One is Physical depreciation which is the normal wear and tear. The other one I'm not sure about is Economical depreciation which this guy guy said:
Depreciation of physical assets can be divided into two categories: The physical depreciation of the assets meaning their wear and tear and the economical depreciation of physical assets, meaning the percentage of their value you can claim yearly on your income tax returns. Example: You own a car, according to income tax tables you are permitted to depreciate the car each year at, let's say 15% of its book value so each year you can claim and expense of 15% until after 6.5 years the book value is 0 and you can't claim any more depreciation.
The car, if well maintained against physical depreciation, may still run perfectly but economically, it's almost a non-entity since you can't claim depreciation.
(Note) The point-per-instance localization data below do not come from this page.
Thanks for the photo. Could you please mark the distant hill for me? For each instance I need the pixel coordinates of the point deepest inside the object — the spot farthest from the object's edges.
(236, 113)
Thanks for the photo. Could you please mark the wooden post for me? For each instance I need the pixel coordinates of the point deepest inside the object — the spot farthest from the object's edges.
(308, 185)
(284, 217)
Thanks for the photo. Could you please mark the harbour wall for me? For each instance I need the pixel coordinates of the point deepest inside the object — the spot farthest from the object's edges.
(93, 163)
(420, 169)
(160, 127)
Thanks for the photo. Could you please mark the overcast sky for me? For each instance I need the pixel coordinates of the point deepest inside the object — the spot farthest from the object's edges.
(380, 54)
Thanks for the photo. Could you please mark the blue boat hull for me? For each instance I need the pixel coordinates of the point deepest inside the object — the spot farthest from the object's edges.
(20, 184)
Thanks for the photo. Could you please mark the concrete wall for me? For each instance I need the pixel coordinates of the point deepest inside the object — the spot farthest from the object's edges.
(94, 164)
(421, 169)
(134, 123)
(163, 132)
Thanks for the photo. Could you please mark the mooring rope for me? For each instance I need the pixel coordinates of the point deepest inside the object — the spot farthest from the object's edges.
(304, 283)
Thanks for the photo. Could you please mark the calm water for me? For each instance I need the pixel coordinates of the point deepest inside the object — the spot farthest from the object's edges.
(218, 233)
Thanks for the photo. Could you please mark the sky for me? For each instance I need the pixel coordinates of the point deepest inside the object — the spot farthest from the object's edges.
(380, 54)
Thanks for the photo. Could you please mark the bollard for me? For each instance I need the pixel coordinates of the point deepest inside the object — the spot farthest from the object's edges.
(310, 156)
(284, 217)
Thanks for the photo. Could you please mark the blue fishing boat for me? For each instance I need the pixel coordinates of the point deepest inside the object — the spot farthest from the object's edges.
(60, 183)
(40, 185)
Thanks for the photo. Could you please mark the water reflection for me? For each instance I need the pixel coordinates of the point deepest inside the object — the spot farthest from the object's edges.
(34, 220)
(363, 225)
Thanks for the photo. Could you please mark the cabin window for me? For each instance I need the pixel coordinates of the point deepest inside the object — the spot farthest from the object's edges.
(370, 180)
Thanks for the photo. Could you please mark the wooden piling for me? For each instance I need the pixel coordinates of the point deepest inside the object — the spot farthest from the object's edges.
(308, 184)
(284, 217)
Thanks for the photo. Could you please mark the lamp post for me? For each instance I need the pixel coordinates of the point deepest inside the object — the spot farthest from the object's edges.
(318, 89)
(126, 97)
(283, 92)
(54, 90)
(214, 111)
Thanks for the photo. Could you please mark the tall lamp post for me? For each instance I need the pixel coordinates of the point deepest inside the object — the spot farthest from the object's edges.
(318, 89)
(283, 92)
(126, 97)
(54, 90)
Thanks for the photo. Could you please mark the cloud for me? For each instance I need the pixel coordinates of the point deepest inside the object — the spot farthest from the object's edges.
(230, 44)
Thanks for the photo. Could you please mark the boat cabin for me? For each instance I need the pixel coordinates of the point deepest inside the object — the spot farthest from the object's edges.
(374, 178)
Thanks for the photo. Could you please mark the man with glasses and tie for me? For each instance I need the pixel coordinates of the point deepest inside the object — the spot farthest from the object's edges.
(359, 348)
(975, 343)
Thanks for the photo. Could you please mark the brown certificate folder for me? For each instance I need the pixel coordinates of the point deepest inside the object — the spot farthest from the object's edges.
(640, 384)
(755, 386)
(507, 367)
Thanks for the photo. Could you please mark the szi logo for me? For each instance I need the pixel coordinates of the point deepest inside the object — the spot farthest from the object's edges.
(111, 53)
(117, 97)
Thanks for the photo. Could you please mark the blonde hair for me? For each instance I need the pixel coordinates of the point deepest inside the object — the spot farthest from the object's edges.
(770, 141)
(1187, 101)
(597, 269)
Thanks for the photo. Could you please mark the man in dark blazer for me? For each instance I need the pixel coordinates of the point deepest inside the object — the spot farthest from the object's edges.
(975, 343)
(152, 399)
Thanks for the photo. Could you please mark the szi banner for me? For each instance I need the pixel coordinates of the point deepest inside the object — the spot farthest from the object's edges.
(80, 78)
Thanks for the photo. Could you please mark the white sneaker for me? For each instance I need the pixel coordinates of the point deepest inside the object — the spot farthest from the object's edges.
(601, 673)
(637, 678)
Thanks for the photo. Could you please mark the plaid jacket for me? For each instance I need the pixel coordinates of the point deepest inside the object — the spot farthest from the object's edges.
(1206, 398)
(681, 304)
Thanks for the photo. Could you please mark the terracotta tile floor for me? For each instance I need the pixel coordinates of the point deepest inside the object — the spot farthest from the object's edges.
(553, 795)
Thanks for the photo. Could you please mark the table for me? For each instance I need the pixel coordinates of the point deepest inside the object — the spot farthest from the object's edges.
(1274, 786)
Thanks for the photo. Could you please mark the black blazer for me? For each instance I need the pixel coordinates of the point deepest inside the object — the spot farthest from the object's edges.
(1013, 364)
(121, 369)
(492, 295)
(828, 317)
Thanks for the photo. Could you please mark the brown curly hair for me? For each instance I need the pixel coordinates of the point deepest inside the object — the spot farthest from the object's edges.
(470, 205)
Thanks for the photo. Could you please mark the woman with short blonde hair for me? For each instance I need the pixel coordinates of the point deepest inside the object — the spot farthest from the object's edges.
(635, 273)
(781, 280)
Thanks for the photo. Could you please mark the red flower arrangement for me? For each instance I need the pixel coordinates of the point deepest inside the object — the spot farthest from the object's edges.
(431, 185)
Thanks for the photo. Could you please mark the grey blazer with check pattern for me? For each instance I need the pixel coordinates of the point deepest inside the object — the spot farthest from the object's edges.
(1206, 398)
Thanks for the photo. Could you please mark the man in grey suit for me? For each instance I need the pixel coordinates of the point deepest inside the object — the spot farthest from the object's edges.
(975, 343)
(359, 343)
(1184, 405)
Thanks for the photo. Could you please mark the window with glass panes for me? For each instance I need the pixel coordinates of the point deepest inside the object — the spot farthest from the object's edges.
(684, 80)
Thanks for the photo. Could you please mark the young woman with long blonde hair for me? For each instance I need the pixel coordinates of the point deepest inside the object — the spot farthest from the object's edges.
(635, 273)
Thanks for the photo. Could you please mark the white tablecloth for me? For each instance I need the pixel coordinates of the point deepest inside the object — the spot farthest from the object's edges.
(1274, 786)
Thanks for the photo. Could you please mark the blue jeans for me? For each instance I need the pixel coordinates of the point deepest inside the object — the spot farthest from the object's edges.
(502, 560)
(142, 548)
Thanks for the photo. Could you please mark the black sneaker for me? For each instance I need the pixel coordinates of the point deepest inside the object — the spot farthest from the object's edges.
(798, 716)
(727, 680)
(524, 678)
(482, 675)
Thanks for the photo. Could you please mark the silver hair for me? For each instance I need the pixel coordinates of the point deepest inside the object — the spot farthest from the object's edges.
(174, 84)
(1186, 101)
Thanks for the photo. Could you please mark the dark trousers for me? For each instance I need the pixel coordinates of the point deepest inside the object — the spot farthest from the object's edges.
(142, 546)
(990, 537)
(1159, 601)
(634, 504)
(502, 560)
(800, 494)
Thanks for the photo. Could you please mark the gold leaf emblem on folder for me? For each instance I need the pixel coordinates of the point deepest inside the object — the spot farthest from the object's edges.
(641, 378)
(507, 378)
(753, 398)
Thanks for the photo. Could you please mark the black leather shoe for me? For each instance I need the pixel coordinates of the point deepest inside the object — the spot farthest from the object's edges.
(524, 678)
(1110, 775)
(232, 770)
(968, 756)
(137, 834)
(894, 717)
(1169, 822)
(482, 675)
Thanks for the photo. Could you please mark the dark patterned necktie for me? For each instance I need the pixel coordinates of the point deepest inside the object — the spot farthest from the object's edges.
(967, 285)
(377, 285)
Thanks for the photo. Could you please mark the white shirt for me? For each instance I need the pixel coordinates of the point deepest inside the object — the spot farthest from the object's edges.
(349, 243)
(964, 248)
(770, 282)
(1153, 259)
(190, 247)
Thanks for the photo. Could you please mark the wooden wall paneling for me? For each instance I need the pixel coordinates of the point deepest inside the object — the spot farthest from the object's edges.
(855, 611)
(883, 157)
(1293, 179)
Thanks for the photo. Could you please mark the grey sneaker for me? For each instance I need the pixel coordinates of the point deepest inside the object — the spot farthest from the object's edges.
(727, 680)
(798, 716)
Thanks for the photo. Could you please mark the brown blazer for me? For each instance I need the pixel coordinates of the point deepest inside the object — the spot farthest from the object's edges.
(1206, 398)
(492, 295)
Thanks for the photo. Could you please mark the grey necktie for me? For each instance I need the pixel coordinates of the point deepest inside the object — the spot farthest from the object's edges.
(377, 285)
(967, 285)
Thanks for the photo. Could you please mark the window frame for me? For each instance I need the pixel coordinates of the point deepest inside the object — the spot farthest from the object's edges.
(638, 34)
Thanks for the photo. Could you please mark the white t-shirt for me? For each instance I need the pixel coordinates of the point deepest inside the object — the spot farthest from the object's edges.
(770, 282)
The clue then is to figure out when you up-keep expenses are becoming too big and at that stage, do the switch to a new car (or a new factory). When you switch, you start investing, for which you also can claim expenses. In the end it is really an exercise for the accountants who have to advise you when it's worth while to switch and what expenses you can claim and how much depreciation you can claim. Usually, depreciation tables (how much an asset is allowed to depreciate by IRS) are some indication how long an asset is expected to last but since the government is usually behind, you often end up having depreciation tables that are longer (less percent per year) than in reality, a.e. the asset really depreciates a lot faster.
....I still don't get the other type of depreciation. APPRECIATION is the opposite of depreciation right? Can you explain that too? I'm really confused when it comes to accounting.